DRAME « L’enfant de Goa » fait partager les épreuves d’un adolescent pauvre et maltraité dans une Inde bien éloignée des cartes postales…

Caroline Vié

— 

L'enfant de Goa de Miransha Naik
L'enfant de Goa de Miransha Naik — Sophie Dulac distribution
  1. La réalisatrice de « L’enfant de Goa » révèle une Inde méconnue du grand public.
  2. Ce premier film, exigeant mais nécessaire, bouleverse par sa sincérité.

Pour les touristes, certaines régions indiennes constituent une destination de rêve mais pour les habitants les plus pauvres de Goa, la vie est enfer.
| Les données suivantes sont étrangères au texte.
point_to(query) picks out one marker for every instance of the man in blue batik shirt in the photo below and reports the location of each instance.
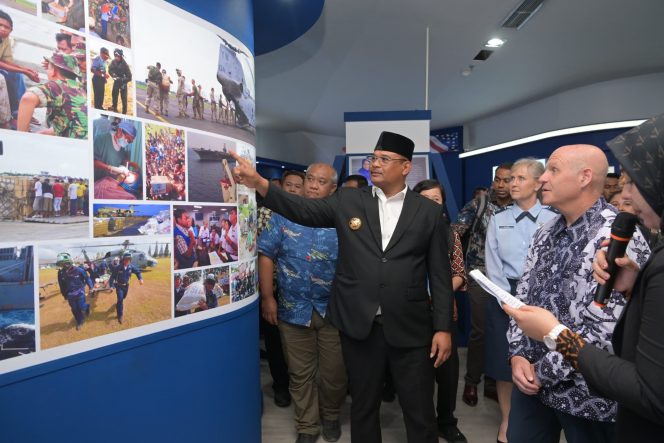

C’est ce que décrit sobrement Miransha Naik dans L’enfant de Goa, chronique d’un adolescent de 16 ans.

La réalisatrice explique s’être inspirée de l’un de ses amis pour créer son jeune héros résolu à réussir ses études malgré les mauvais traitements qu’il subit de son entourage. « En Inde, on rencontre souvent des gens comme lui : très appréciés de leur petit cercle de proches mais isolés du fait de leur condition misérable », dit-elle dans le dossier de presse.

Hauts les cœurs contre l’oppression !

Ce premier film interprété par des non-professionnels lève le voile sur les brutalités que font subir les « Slum landlords » (littéralement « propriétaire de bidonvilles » traduit dans le film par « marchand de sommeil »). Battu et humilié par un patron dépourvu de scrupules, le jeune héros finit par prendre son destin en mains après avoir longtemps subi la violence en silence. « Je voulais montrer que, aussi puissants soient-ils, ces slum landlords finissent toujours par trouver plus puissant qu’eux », souligne la réalisatrice.

Entre Bollywood et la plage

Ce message d’espoir est bienvenu dans une région où l’opulence touristique côtoie le dénuement le plus total. Sophie Dulac, distributrice exigeante de I'm not your negro et Brooklyn Yiddish, a mis la main sur une œuvre forte pour mieux comprendre la vie d’une population loin des paillettes de Bollywood et des plages ensoleillées. Bravo.